Aintree pledges action after sold-out National tickets appear on resale sites
Aintree has promised to review its ticket sale systems after Grand National badges for several areas sold out within hours of going on sale, only for many to appear at inflated prices on ticket resale sites.
Tickets for the Randox Grand National festival went on sale to past customers on Tuesday morning, but by the same afternoon many tickets – including for most of the seated areas – were completely sold out. However, hundreds were available for purchase from controversial secondary ticketing firms such as Viagogo and Stubhub.
Sold-out tickets for the Princess Royal stand, which have a face value of £145, were on sale on Stubhub for £204.50 on Friday. Stubhub customers could buy up to eight at a time and a message stated all eight seats would be together.
On Viagogo, meanwhile, the same tickets were retailing for £178.20, with 52 tickets advertised for sale across the various parts of the Princess Royal stand. Viagogo alone claimed to have a total of 240 tickets available, largely in sold-out seating areas. Aintree confirmed the fully booked areas have a total capacity of 3,500.
While the website to purchase tickets was only flagged to past customers, it was publicly accessible, meaning anyone who was forwarded the link could purchase tickets, while a small number of tickets were also sold via a call centre without checks to ensure buyers were previous ticket-holders. Individuals were able to purchase dozens at a time.
The rapid sellout left many loyal customers disappointed. Tony Connell, who has attended the Grand National for 40 years, attempted to purchase tickets at 4pm on Tuesday but discovered five of the six seating areas were fully booked.
"I decided to conduct a little experiment and check with a number of ticket agencies," said Connell. "There I discovered plenty of badges for the sold-out areas already on sale at a large premium.
"Given the number of places available in the seats, I find it unbelievable that all seats have been sold to ordinary racegoers. Given the number of seats available on well-known ticket agencies, it is inconceivable that a vast number of private citizens have purchased the tickets and, simultaneously and immediately, discovered that they could no longer attend the day.
"It seems clear to any reasonable person that a large number of these tickets have been purchased by persons who have no intention of attending but who simply wish to take advantage of the position and make a profit."
Aintree managing director John Baker said fast ticket sales demonstrated the popularity of the Grand National meeting but conceded he was disappointed regular racegoers had seemingly lost out to those whose intention was to immediately resell tickets for profit.
"From my perspective it's very disappointing and frustrating this is happening as the idea of the pre-sale is to look after regulars," he said.
"There are clearly a couple of flaws in the system that this has exposed which we'll need to address for the future.
"The link on the email can be forwarded. There is a reason why that is permitted. What you can find with people in a group is they take turns to book each year, but that can possibly mean some people could send it on to people who haven't booked before."
Baker defended the practice of allowing individual buyers to purchase large numbers of tickets in one go.
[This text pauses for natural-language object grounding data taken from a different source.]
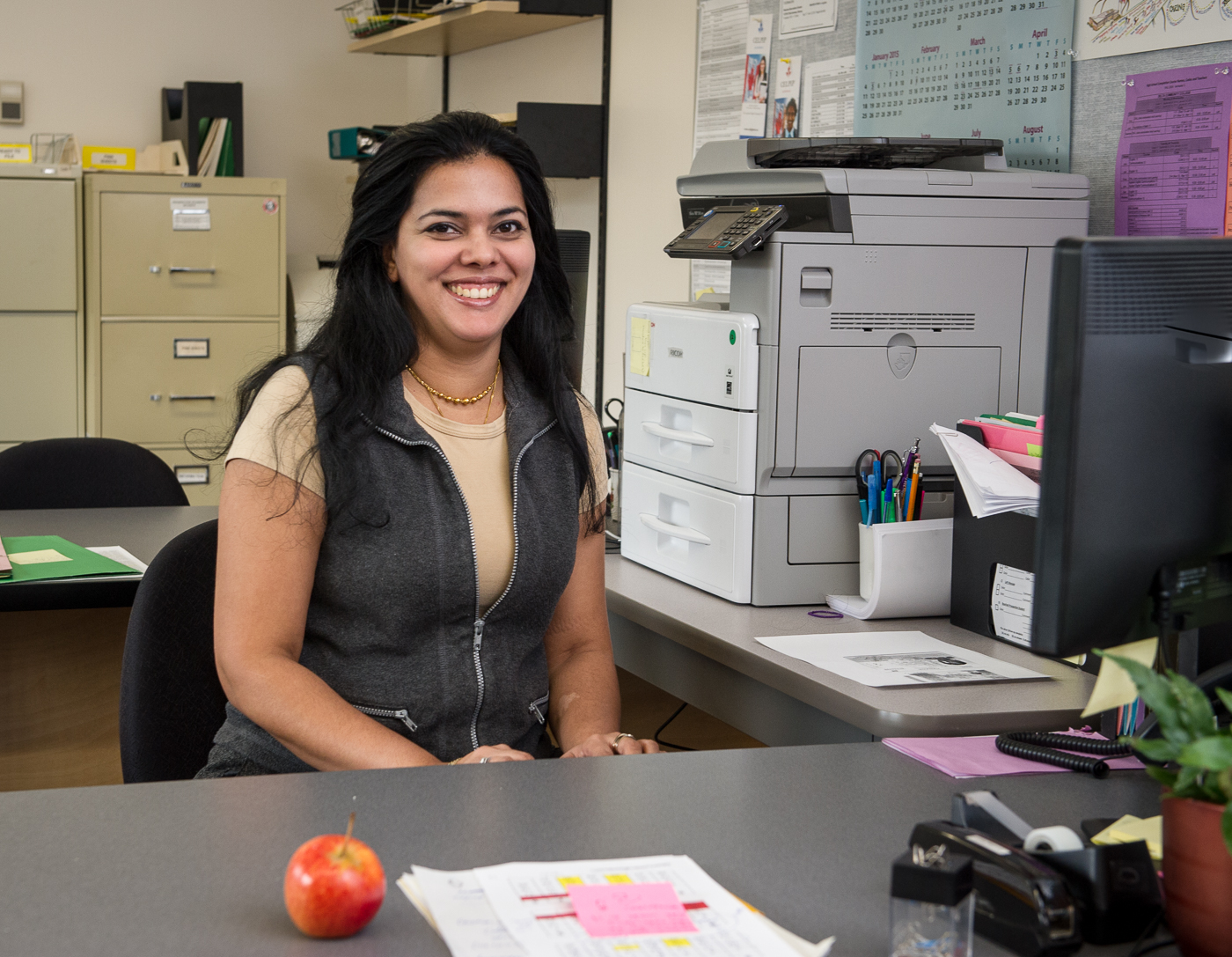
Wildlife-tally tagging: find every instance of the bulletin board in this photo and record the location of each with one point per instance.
(1098, 95)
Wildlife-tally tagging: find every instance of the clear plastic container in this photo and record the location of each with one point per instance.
(918, 929)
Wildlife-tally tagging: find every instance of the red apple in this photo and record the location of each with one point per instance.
(334, 885)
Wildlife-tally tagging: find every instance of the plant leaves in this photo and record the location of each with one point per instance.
(1213, 754)
(1183, 710)
(1154, 748)
(1195, 707)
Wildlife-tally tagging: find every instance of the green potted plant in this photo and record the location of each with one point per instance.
(1192, 760)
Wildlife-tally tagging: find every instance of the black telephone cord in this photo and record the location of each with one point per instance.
(1093, 766)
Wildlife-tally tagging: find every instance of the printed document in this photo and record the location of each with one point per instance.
(897, 659)
(991, 483)
(1172, 163)
(722, 28)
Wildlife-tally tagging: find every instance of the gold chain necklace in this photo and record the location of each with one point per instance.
(434, 394)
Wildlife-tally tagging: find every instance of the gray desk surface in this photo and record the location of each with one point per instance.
(194, 867)
(141, 531)
(724, 633)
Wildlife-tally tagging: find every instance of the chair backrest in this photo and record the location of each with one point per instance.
(85, 474)
(170, 699)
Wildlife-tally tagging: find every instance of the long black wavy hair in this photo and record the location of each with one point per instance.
(369, 337)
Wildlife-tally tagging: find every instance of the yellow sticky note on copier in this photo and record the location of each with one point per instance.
(1114, 686)
(640, 345)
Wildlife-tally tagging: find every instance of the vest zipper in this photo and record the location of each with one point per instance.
(477, 642)
(400, 714)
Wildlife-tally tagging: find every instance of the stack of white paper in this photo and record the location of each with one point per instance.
(519, 909)
(991, 485)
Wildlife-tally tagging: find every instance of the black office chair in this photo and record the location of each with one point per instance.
(85, 474)
(170, 699)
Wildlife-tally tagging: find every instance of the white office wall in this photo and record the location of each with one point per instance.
(653, 55)
(95, 70)
(560, 67)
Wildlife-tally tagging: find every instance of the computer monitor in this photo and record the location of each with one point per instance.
(1135, 526)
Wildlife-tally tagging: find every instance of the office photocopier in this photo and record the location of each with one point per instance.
(908, 285)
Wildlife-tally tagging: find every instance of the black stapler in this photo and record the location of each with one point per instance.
(1020, 903)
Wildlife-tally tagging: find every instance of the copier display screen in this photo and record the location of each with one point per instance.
(715, 225)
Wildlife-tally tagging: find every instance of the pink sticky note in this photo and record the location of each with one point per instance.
(621, 910)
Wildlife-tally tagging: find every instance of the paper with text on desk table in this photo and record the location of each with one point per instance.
(897, 659)
(532, 902)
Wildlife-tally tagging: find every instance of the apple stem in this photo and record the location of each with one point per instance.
(350, 825)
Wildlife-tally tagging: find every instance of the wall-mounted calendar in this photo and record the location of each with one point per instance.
(994, 70)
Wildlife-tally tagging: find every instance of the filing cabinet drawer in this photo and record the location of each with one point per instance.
(160, 380)
(150, 268)
(200, 480)
(704, 443)
(39, 246)
(39, 384)
(701, 535)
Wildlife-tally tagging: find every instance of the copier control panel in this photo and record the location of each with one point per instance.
(727, 232)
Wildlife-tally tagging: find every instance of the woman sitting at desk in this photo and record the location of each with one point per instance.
(410, 550)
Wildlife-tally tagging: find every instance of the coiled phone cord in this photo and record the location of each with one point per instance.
(1031, 745)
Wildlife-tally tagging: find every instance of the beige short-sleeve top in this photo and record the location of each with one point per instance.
(478, 455)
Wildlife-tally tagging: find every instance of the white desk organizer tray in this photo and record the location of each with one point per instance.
(905, 571)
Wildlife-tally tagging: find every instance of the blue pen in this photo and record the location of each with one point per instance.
(875, 495)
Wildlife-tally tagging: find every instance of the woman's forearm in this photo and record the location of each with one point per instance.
(585, 697)
(312, 720)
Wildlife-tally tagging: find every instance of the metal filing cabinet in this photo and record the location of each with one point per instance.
(42, 360)
(185, 295)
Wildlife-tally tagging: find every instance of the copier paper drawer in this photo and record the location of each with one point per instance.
(711, 445)
(687, 351)
(701, 535)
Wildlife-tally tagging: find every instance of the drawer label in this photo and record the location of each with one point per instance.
(193, 474)
(15, 153)
(193, 348)
(191, 215)
(640, 345)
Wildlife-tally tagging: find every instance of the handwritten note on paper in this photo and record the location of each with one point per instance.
(621, 910)
(37, 557)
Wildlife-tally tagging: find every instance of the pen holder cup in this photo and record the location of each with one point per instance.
(905, 571)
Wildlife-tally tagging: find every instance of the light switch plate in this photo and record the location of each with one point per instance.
(12, 101)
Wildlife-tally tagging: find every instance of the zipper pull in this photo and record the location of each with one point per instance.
(404, 717)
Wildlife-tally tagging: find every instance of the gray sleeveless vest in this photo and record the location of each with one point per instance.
(393, 622)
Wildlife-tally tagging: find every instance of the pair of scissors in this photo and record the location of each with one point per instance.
(883, 468)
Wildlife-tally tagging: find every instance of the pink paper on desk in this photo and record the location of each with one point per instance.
(621, 910)
(961, 757)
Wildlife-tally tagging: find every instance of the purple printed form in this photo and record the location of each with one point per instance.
(1172, 165)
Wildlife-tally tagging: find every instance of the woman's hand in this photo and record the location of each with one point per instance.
(605, 745)
(493, 755)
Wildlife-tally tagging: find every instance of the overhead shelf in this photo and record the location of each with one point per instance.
(480, 25)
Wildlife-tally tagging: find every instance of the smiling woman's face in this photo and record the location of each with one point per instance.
(465, 255)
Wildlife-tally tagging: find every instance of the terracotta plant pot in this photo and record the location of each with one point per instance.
(1197, 877)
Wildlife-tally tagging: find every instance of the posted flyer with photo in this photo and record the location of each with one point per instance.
(786, 98)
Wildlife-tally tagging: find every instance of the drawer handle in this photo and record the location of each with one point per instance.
(667, 528)
(663, 431)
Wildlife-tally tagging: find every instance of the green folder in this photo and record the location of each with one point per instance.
(80, 563)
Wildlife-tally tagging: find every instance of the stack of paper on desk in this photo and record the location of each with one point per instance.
(653, 905)
(989, 482)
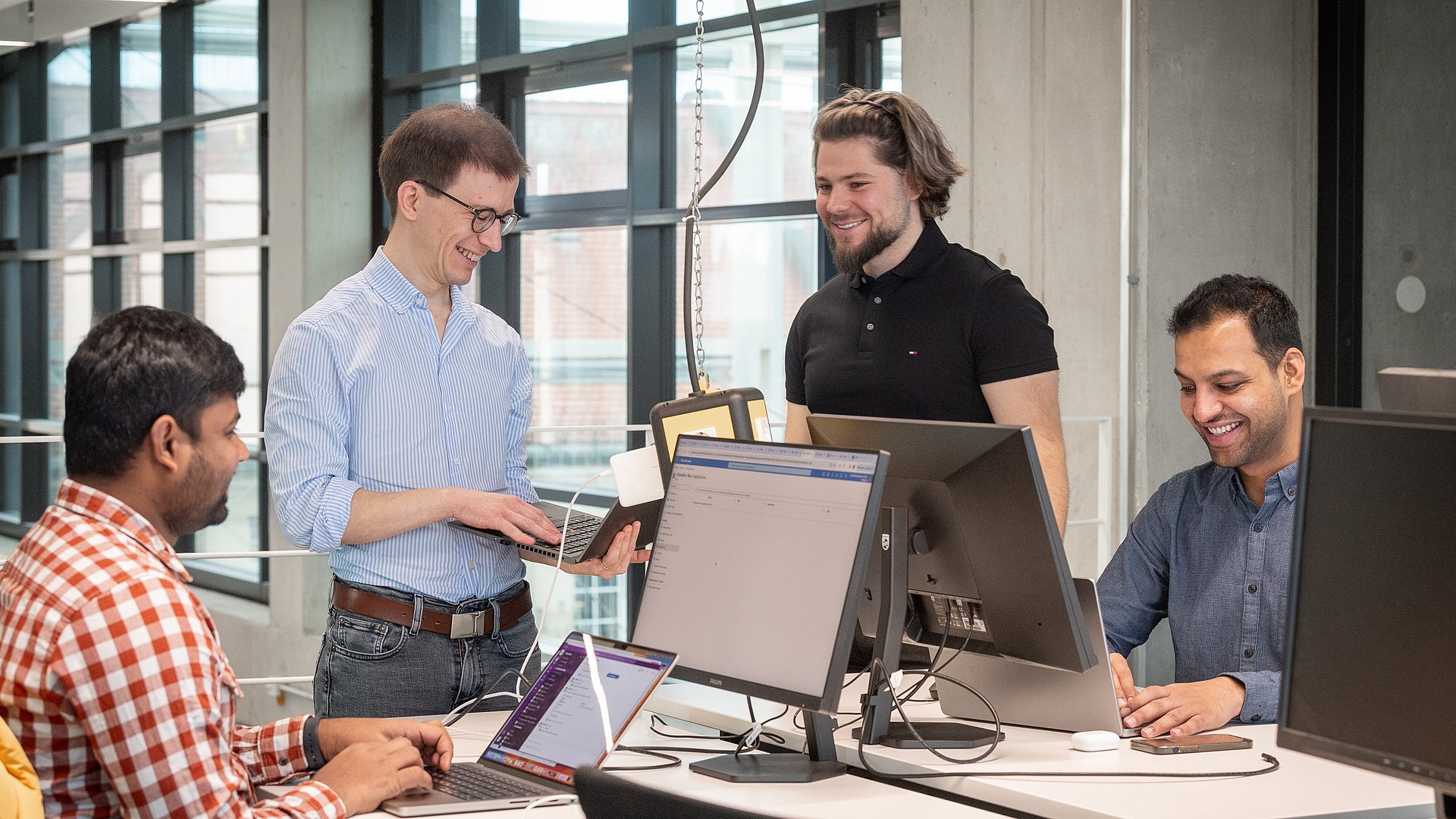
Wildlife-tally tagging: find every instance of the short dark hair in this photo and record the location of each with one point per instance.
(131, 369)
(437, 142)
(905, 136)
(1258, 302)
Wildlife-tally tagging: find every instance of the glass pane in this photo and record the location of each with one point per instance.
(71, 322)
(69, 180)
(428, 34)
(774, 162)
(142, 197)
(577, 139)
(756, 275)
(142, 280)
(228, 186)
(229, 299)
(224, 55)
(688, 9)
(142, 72)
(890, 64)
(69, 91)
(552, 24)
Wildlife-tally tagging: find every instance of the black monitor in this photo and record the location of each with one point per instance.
(759, 556)
(1367, 656)
(984, 561)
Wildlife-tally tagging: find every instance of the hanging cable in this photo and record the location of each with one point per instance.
(692, 240)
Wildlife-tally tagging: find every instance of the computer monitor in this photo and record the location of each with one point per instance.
(984, 561)
(1367, 670)
(761, 551)
(1417, 390)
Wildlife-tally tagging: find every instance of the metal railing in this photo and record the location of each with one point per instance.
(1103, 521)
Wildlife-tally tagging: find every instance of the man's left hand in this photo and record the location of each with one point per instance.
(1185, 707)
(430, 738)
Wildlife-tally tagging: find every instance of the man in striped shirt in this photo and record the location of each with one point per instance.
(111, 672)
(395, 404)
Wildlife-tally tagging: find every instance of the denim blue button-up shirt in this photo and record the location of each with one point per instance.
(1204, 557)
(366, 394)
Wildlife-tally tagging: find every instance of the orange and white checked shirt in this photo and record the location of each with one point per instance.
(112, 678)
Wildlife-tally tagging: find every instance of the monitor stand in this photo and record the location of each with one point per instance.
(878, 703)
(819, 761)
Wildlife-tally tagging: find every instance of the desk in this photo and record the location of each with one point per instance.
(837, 798)
(1304, 786)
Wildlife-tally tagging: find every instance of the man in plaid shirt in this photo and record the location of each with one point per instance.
(111, 672)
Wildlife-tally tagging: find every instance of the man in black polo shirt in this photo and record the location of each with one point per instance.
(913, 327)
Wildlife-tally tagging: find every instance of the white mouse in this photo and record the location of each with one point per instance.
(1095, 741)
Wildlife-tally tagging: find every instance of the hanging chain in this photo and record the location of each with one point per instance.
(693, 213)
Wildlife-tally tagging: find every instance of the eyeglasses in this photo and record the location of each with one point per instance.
(484, 218)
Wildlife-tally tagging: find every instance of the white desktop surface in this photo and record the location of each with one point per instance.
(837, 798)
(1304, 786)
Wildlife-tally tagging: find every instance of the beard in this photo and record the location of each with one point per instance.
(201, 499)
(851, 260)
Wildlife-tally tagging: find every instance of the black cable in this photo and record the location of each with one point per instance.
(702, 193)
(673, 761)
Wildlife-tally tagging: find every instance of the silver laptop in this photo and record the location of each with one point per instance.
(1036, 695)
(555, 729)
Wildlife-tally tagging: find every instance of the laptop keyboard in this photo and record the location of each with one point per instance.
(476, 783)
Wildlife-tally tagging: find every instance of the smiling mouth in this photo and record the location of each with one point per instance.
(1225, 428)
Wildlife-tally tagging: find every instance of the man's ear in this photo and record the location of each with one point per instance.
(1292, 371)
(164, 444)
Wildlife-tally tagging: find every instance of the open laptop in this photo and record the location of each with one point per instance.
(588, 537)
(1037, 695)
(555, 729)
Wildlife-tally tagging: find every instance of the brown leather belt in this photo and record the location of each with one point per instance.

He said: "I'd find it hard not to offer groups who have come with us before to get the seats they want and have had before, but we'll look at this and see whether action needs to be taken."
Baker added: "The Grand National is the people's race – we don't want it to be corporate, we don't want it to be for touts and we don't want the man on the street to be penalised in this way."
Grand National tickets go on general sale this Tuesday. The following seated areas are sold out: Early of Derby (lower and upper), Lord Sefton (lower and upper), Queen Mother, Princess Royal and Platinum Lounge.